B. Basics of Connective Tissue Structure
    1. Cell Types
        a. Cells embedded in a matrix are fundamental to all connective tissues.
        b. The cell types and their numbers and the composition of the matrix vary with each connective tissue type: structure and function always complement each other.
        c. The most basic, specific cell type of most connective tissues is the fibroblast that produces the ground substance and fibers composing the matrix.
d. Another common cell type of most connective tissues is the fixed macrophage (also called a tissue histiocyte), a type of leukocyte that can ingest and process foreign matter, including bacteria. 
  e. A third common cell type in most connective tissues is the mast cell that responds to injury and microbial invasion by releasing chemicals (e.g., histamine) that initiate the inflammatory reaction.
        f. All cell types may either migrate into and remain in the tissue, or differentiate from stem cells (mesenchymal cells) already residing in the tissue.
    2. Matrix
        a. Fiber Types
            (1) Collagen fibers (also called collagenous fibers). These strong fibers are found in abundance when strength and firm support are needed.
            (2) Elastin fibers. These branching fibers are found often in organs that change shape and require an elastic quality to perform their function.
            (3) Reticular fibers. These most delicate of all the connective tissue fibers branch extensively and are found where groups of cells must be bound together in organs like the liver, spleen and lymph nodes.
            (4) All fibers are synthesized in fibroblasts as smaller subunits that are secreted into the matrix where they polymerize in fibers.
        b. Ground Substance - this viscous liquid fills the spaces between cells and fibers. Viscosity is due to several types of large molecules colloidally dispersed in water of the ground substance.  Ground substance viscosity helps to give tissues their characteristic texture and to slow down the movement of bacteria making it easier for macrophages to find and ingest them. The ground substance molecules also bind the cells of the tissue in place in the matrix.
            Examples of molecules found in and composing ground substance are:
            (1) Glycosaminoglycans (GAG's). These are polysaccharides composed of special amino sugars and uronic acid.
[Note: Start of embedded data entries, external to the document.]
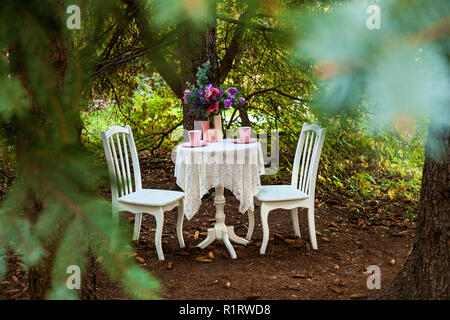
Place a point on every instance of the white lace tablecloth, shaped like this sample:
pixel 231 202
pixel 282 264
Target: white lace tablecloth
pixel 237 167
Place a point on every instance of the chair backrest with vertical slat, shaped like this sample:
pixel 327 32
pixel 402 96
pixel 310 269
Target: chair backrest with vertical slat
pixel 120 152
pixel 307 155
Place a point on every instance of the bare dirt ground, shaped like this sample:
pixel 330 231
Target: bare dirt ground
pixel 348 243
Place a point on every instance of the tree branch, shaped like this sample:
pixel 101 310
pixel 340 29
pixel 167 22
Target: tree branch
pixel 233 49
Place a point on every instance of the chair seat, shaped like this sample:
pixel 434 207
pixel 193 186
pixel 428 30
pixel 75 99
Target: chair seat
pixel 152 197
pixel 280 193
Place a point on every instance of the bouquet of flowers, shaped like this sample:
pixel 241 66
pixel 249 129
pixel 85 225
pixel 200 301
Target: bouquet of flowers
pixel 207 100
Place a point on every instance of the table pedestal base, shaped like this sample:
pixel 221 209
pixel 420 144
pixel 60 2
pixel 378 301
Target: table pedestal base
pixel 220 230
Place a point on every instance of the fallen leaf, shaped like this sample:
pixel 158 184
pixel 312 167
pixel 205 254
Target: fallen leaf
pixel 141 260
pixel 334 225
pixel 358 296
pixel 335 289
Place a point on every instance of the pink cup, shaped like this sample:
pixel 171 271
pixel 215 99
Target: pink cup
pixel 195 137
pixel 244 133
pixel 211 135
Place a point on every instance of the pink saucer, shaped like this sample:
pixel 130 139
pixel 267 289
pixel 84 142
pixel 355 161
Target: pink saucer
pixel 189 145
pixel 252 140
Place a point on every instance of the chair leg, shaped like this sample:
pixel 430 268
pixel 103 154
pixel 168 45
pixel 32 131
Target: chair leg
pixel 180 224
pixel 294 215
pixel 265 226
pixel 251 224
pixel 137 225
pixel 159 217
pixel 115 227
pixel 312 227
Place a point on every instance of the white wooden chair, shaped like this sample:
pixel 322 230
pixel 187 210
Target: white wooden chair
pixel 300 193
pixel 119 146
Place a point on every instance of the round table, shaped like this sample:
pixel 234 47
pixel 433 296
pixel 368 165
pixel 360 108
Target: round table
pixel 220 165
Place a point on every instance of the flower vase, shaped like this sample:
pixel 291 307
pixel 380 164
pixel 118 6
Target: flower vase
pixel 218 127
pixel 205 128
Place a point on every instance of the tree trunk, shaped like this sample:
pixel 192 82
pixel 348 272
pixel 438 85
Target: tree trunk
pixel 196 48
pixel 426 273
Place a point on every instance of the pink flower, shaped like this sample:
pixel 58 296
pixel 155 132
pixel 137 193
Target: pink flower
pixel 212 93
pixel 186 93
pixel 214 107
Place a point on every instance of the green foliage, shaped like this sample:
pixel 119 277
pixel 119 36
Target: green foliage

Their negative charge attracts and holds Na+, K+ and H2O in the matrix.

                 (a) Chondroitin sulfate is a specific, long thin GAG molecule that is found abundantly in cartilage, bones and blood vessel walls.
                 (b) Hyaluronic acid is another GAG that is slippery and very long(15-20 microns - as long as a typical cell) and acts as a lubricant in joints and as a major chemical constituent of the eye's vitreous humor.
            (2) Proteoglycans (PG's). These are large, complexes of long, thick protein rods to which GAGs like chondroitin sulfate are attached at right angles to the axis of the proteins. This makes the molecule look like a bottle-cleaning bristle brush with the bristles being the GAGs and the metal core, to which the bristles are attached, being the protein rod.
 (3) Some PGs of the ground substance embed in the cell membranes of the cells composing the tissue, pass through the membrane and attach to cytoskeletal molecules of the cytoplasm thus binding the cell to the ground substance.
            (4) PGs so attached to cells then may bind to large GAGs like Hyaluronic acid in the ground substance thus firmly anchoring the cell in the matrix.